It's time for part-two of our three-part exercise!

Today's exercise is focused on creating setting. As writer Elizabeth Bowen famously said, "Nothing can happen nowhere." It's important to remember as you write that your reader can only see what you describe for her. If you don't intentionally create setting, the characters and plot you've taken pains to paint vividly will still feel flat and colorless. They can only exist if they exist somewhere. 

More than that, setting not only gives characters a place to be and plot a space in which to happen, it enriches, develops, and is integral to who your characters are and why they act and react as they do. (Just think for a moment, for instance, about how different you would be if you'd grown up in an entirely different location or a different time period. How does where you live and when you live influence the way you see the world, yourself, and others? How does it influence the choices you make?)

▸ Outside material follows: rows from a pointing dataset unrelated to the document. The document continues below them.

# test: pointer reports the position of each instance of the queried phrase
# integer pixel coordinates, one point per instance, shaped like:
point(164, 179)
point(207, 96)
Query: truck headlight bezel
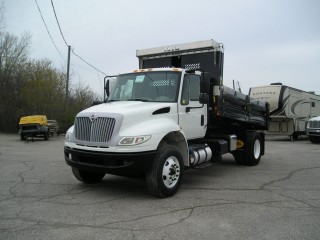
point(133, 140)
point(68, 136)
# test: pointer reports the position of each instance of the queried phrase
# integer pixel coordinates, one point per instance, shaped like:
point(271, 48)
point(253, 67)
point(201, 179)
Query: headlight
point(133, 140)
point(68, 136)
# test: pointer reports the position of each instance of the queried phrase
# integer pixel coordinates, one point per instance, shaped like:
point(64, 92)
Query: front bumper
point(124, 164)
point(313, 132)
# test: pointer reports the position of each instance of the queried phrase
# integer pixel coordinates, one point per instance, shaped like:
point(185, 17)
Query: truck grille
point(99, 130)
point(314, 124)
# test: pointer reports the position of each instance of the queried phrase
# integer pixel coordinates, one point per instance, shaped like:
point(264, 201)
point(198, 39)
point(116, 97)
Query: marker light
point(128, 141)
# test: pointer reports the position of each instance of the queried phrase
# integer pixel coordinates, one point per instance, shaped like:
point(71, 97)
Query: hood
point(130, 110)
point(315, 119)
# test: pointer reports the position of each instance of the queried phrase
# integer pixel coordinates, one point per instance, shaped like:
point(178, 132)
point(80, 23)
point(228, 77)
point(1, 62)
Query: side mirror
point(204, 85)
point(107, 88)
point(96, 103)
point(204, 98)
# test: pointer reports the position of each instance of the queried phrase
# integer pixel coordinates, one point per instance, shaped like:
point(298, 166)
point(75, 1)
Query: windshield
point(146, 86)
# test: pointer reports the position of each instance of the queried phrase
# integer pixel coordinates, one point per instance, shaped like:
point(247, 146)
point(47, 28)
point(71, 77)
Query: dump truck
point(34, 126)
point(172, 114)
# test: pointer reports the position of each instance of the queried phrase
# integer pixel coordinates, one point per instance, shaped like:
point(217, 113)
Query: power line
point(87, 62)
point(49, 31)
point(68, 45)
point(58, 23)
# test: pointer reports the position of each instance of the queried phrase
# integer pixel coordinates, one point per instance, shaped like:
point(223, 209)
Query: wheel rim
point(171, 172)
point(257, 149)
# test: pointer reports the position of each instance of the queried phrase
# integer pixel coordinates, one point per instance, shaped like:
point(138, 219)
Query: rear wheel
point(165, 174)
point(253, 149)
point(314, 139)
point(46, 136)
point(87, 177)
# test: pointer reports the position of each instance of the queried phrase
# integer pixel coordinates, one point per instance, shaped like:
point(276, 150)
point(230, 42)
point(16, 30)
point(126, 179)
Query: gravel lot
point(278, 199)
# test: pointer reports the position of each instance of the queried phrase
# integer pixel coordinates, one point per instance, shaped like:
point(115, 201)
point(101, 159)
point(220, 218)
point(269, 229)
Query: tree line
point(35, 87)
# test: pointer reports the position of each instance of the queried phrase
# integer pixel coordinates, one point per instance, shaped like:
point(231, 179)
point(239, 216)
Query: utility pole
point(67, 83)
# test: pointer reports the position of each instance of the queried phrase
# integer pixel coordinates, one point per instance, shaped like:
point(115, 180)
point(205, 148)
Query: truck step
point(207, 164)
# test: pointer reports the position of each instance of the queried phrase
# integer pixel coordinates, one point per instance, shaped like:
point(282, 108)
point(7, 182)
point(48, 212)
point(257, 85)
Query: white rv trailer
point(290, 108)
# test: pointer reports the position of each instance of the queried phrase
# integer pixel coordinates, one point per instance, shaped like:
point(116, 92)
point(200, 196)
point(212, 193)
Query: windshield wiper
point(138, 99)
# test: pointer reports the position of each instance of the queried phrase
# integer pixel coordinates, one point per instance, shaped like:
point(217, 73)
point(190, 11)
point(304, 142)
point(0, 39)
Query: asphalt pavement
point(278, 199)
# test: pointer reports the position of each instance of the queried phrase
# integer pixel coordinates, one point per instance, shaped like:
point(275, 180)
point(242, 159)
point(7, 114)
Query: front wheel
point(165, 174)
point(87, 177)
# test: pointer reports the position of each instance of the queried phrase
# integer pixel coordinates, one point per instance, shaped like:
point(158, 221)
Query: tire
point(46, 136)
point(253, 149)
point(87, 177)
point(165, 174)
point(239, 157)
point(314, 139)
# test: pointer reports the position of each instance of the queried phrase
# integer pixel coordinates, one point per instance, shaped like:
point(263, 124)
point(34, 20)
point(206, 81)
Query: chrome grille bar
point(314, 124)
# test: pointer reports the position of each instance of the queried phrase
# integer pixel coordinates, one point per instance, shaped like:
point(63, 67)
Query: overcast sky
point(265, 41)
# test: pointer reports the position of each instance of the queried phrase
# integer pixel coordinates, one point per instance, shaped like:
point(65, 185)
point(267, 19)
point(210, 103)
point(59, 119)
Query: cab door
point(192, 114)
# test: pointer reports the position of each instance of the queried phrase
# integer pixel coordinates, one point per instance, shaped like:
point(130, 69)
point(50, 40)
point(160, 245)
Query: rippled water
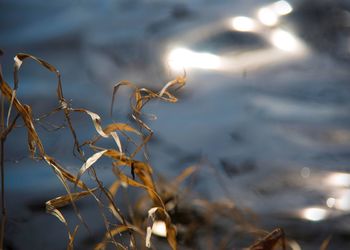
point(275, 136)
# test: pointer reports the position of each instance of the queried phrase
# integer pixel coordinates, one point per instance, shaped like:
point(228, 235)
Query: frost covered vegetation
point(167, 209)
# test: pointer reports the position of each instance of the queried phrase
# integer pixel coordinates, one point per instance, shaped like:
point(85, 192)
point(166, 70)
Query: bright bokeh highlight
point(282, 8)
point(314, 213)
point(159, 228)
point(242, 23)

Great writers know the essential value of well written setting. Here's writer Mindy Friddle's blog, on which she offers a great sampling of setting descriptions from novels you'll probably find familiar. And here is writer Shaunta Grimes on setting as well.

So, now it's your turn to shift your gaze to place. And again, this exercise could be considered part of the work you're doing on a single piece, whose character(s) you developed yesterday (and whose plot you'll work on tomorrow); it might instead be a single, stand-alone exercise--the start of a story or poem. Up to you.

Write three paragraphs, each set in the same location but 10 years apart. Where is this place? Inside or outside? Private residence or public place? City or country? What changes about this place over the course of ten years? Or twenty? Focus each paragraph just on a description of the setting--no characters, no plot. Find one detail of the place to keep consistent in each of the paragraphs (an object, for instance, that remains in the room--or, if you're writing a natural landscape, perhaps a feature of that place remains unchanged, like a body of water or a specific tree).